Non-streaming OpenAI API calls hang indefinitely behind NAT gateway — neither side knows connection is dead, no timeout exception raised, call blocks forever
Quick fix
Check the build output, project root, and deployment platform configuration before redeploying.
Updated
Verification status
Source-backed
Evidence
1 public source URL
Before you change production
This page includes public source URLs in the imported troubleshooting record. Compare those references with your version and environment before applying changes.
Reproduce the smallest failing action and save non-secret logs before changing configuration.
Check versions for OpenAI API, related SDKs, package managers, CI runners, and hosting providers.
Change one setting or dependency at a time, then rerun the same failing command or request.
Avoid destructive commands, credential rotation, billing changes, or security relaxations without a rollback plan.
What this error means
Non-streaming OpenAI API calls hang indefinitely behind NAT gateway — neither side knows connection is dead, no timeout exception raised, call blocks forever is a OpenAI API failure pattern reported for developers trying to fix openai sdk silent hangs caused by missing tcp keepalive, affecting deployments behind aws nat gateway, gcp cloud nat, and isp routers. Based on the imported evidence, treat this as a tool-specific troubleshooting page rather than a generic API error.
Why this happens
GitHub openai-python #3269 (open, created 2026-05-19): httpx transport has no SO_KEEPALIVE, so NAT gateways silently drop idle TCP connections during long o-series/gpt-5.x reasoning calls taking 300–700s. Server generates response but client never receives it. Affects EKS, ECS, Cloud Run, GKE deployments and local dev behind routers. Fix: enable TCP keepalive on default transport. Category: OpenAI API.
Common causes
GitHub openai-python #3269 (open, created 2026-05-19): httpx transport has no SO_KEEPALIVE, so NAT gateways silently drop idle TCP connections during long o-series/gpt-5.x reasoning calls taking 300–700s. Server generates response but client never receives it. Affects EKS, ECS, Cloud Run, GKE deployments and local dev behind routers. Fix: enable TCP keepalive on default transport. Category: OpenAI API.
Quick fixes
Confirm the exact error signature matches Non-streaming OpenAI API calls hang indefinitely behind NAT gateway — neither side knows connection is dead, no timeout exception raised, call blocks forever.
Check the OpenAI API account, local tool state, and provider configuration involved in the failing workflow.
Check the build output, project root, and deployment platform configuration before redeploying.

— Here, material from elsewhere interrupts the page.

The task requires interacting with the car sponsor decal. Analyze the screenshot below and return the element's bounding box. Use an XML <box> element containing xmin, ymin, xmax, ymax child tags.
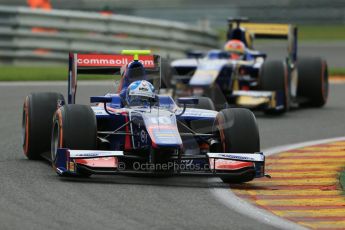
<box><xmin>68</xmin><ymin>150</ymin><xmax>123</xmax><ymax>158</ymax></box>
<box><xmin>77</xmin><ymin>54</ymin><xmax>154</xmax><ymax>68</ymax></box>
<box><xmin>207</xmin><ymin>153</ymin><xmax>265</xmax><ymax>162</ymax></box>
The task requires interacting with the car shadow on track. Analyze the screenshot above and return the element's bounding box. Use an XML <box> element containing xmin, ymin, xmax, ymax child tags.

Platform/tool-specific checks
Verify the command, editor, extension, or API client that produced the error.
Compare local settings with CI, deployment, or editor-level settings when the error appears in only one environment.
Avoid deleting credentials, local model data, or project settings until the failing scope is clear.

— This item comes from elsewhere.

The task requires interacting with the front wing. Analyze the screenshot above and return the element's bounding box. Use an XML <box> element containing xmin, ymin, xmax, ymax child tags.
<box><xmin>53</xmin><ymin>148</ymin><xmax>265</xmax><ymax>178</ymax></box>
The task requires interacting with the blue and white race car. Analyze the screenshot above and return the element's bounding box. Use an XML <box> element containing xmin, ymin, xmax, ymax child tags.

Step-by-step troubleshooting
Capture the exact error message and the command, editor action, or request that triggered it.
Check whether the failure is account/auth, quota/rate, model/provider, local runtime, or deployment configuration.
Review the source evidence below and compare it with your environment.
Apply one change at a time and rerun the smallest failing action.
Keep the working fix documented for the team or deployment environment.
How to prevent it
Keep provider/tool configuration documented.
Record non-secret diagnostics such as tool version, provider name, model name, and command path.
Add a lightweight check before CI or production workflows depend on the tool.
Diagnostic flow for this page
Match Non-streaming OpenAI API calls hang indefinitely behind NAT gateway — neither side knows connection is dead, no timeout exception raised, call blocks forever exactly before applying the quick fix.
Compare the failing environment with OpenAI API versions, account scope, provider settings, and deployment context.
Check the listed common causes in order, starting with the cause that best matches your logs.
Use the evidence status below to decide whether to confirm against public sources or official documentation.
Apply one reversible change, rerun the smallest failing action, and keep rollback notes.